Model-based learning has been shown to rely on frontostriatal networks. Neuroimaging studies in humans have shown that the caudate, medial orbitofrontal and dorsomedial prefrontal cortex are associated with model-based learning ( Daw et al. , 2011 ; Doll et al. , 2012 ; Voon et al. , 2015 ). These regions are either directly or indirectly modulated by dopamine, which could account for the strong association between model-based learning and dopamine that we observed.

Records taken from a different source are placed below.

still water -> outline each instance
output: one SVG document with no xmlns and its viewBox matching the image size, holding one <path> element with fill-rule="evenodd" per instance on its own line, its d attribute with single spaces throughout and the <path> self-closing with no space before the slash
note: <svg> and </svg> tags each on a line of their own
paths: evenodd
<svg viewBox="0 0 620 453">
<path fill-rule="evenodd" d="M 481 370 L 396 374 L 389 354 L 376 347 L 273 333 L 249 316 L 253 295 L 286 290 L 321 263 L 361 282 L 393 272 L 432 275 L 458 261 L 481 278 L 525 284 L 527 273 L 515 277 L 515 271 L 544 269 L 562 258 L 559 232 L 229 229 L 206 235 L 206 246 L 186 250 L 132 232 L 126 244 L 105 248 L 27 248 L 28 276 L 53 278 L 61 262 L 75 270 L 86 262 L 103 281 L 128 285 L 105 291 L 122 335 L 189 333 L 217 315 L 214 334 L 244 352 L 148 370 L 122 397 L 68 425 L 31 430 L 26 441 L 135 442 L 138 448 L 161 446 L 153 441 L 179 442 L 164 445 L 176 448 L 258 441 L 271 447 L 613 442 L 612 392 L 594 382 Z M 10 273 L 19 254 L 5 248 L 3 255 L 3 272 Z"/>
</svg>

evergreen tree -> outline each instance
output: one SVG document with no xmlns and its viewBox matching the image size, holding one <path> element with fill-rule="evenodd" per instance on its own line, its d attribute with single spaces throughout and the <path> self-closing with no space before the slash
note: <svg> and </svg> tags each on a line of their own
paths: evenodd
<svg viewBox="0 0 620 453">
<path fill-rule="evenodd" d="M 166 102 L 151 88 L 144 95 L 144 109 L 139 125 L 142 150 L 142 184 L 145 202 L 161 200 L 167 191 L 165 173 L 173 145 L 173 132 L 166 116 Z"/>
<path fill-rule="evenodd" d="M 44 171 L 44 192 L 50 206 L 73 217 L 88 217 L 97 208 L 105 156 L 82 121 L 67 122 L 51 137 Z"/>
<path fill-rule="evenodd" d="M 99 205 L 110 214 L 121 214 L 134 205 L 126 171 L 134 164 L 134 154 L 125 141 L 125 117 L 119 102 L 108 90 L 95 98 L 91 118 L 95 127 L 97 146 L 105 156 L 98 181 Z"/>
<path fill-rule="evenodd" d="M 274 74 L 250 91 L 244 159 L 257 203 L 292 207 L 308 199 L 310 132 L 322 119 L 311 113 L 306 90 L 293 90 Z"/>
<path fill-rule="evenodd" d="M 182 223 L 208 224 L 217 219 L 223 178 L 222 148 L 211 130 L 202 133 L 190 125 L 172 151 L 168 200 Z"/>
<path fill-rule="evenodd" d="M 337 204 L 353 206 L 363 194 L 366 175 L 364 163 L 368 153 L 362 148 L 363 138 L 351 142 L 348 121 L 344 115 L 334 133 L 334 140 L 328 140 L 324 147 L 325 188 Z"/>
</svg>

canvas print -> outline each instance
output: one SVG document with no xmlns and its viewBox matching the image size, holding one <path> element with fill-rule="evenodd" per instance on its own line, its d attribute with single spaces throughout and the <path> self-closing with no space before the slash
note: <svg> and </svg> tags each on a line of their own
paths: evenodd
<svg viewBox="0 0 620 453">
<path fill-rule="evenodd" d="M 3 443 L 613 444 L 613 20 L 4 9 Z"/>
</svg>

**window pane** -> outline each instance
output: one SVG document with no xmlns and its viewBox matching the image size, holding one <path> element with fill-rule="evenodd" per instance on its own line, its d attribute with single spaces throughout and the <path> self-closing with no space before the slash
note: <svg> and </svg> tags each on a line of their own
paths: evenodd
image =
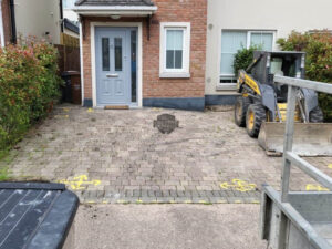
<svg viewBox="0 0 332 249">
<path fill-rule="evenodd" d="M 175 51 L 174 68 L 175 69 L 181 69 L 183 68 L 183 51 L 181 50 L 176 50 Z"/>
<path fill-rule="evenodd" d="M 102 38 L 103 71 L 110 71 L 110 39 Z"/>
<path fill-rule="evenodd" d="M 184 31 L 183 30 L 167 30 L 167 50 L 183 50 Z"/>
<path fill-rule="evenodd" d="M 234 56 L 235 54 L 232 53 L 221 54 L 220 74 L 234 74 Z"/>
<path fill-rule="evenodd" d="M 247 48 L 247 31 L 222 31 L 220 74 L 234 74 L 234 56 Z"/>
<path fill-rule="evenodd" d="M 271 51 L 273 43 L 272 33 L 251 33 L 250 45 L 257 45 L 261 50 Z"/>
<path fill-rule="evenodd" d="M 174 69 L 174 51 L 166 51 L 166 69 Z"/>
<path fill-rule="evenodd" d="M 131 48 L 132 48 L 132 102 L 137 102 L 137 31 L 133 30 L 131 32 Z"/>
<path fill-rule="evenodd" d="M 222 53 L 236 53 L 242 48 L 247 48 L 247 31 L 222 31 Z"/>
<path fill-rule="evenodd" d="M 166 69 L 183 68 L 184 30 L 166 31 Z"/>
<path fill-rule="evenodd" d="M 114 38 L 115 71 L 122 71 L 122 38 Z"/>
</svg>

Our findings are in line with previous studies showing that levodopa administered to healthy, young adults increased model-based learning ( Wunderlich et al. , 2012 ). However, because the neurobiological effect of levodopa in healthy brains is unknown, it has been unclear how or where dopamine exerts this positive effect on model-based learning. One possibility is that the modulatory effect occurs in the striatum, and that model-based learning relies on a dopaminergic reward prediction error signal shared with model-free learning. Although such prediction errors are not used in standard model-based algorithms, there are variants that might explain model-based behaviours while sharing this stage ( Doll et al. , 2012 ; Daw and Dayan, 2014 ). However, this interpretation is difficult to reconcile with the fact that model-free learning was preserved in patients withdrawn from dopaminergic medication.

Another possibility is that levodopa restored model-based learning through direct effects in prefrontal cortex. Indeed, prefrontal cortex atrophy, evident even in the early stages of Parkinson’s disease ( Tessa et al. , 2014) , correlates with learning deficits ( O'Callaghan et al. , 2013 ); and frontal-based executive dysfunction is also well described in the early stages of Parkinson’s disease ( Lange et al. , 1992 ; Cools et al. , 2002 ; Ko et al. , 2013 ; Pereira et al. , 2014 ). Furthermore, in patients, levodopa has positive effects on prefrontal cognitive functions such as working memory ( Lewis et al. , 2005 ), planning ( Lange et al. , 1992 ), generalization of learning ( Shiner et al. , 2012 ), and task-switching ( Cools et al. , 2001 ; Rutledge et al. , 2009 ). Finally, improved model-based learning on levodopa could be due to an effect on motivation through modulation of tonic rather than phasic dopamine signals ( Niv, 2007 ; Beierholm et al. , 2013 ).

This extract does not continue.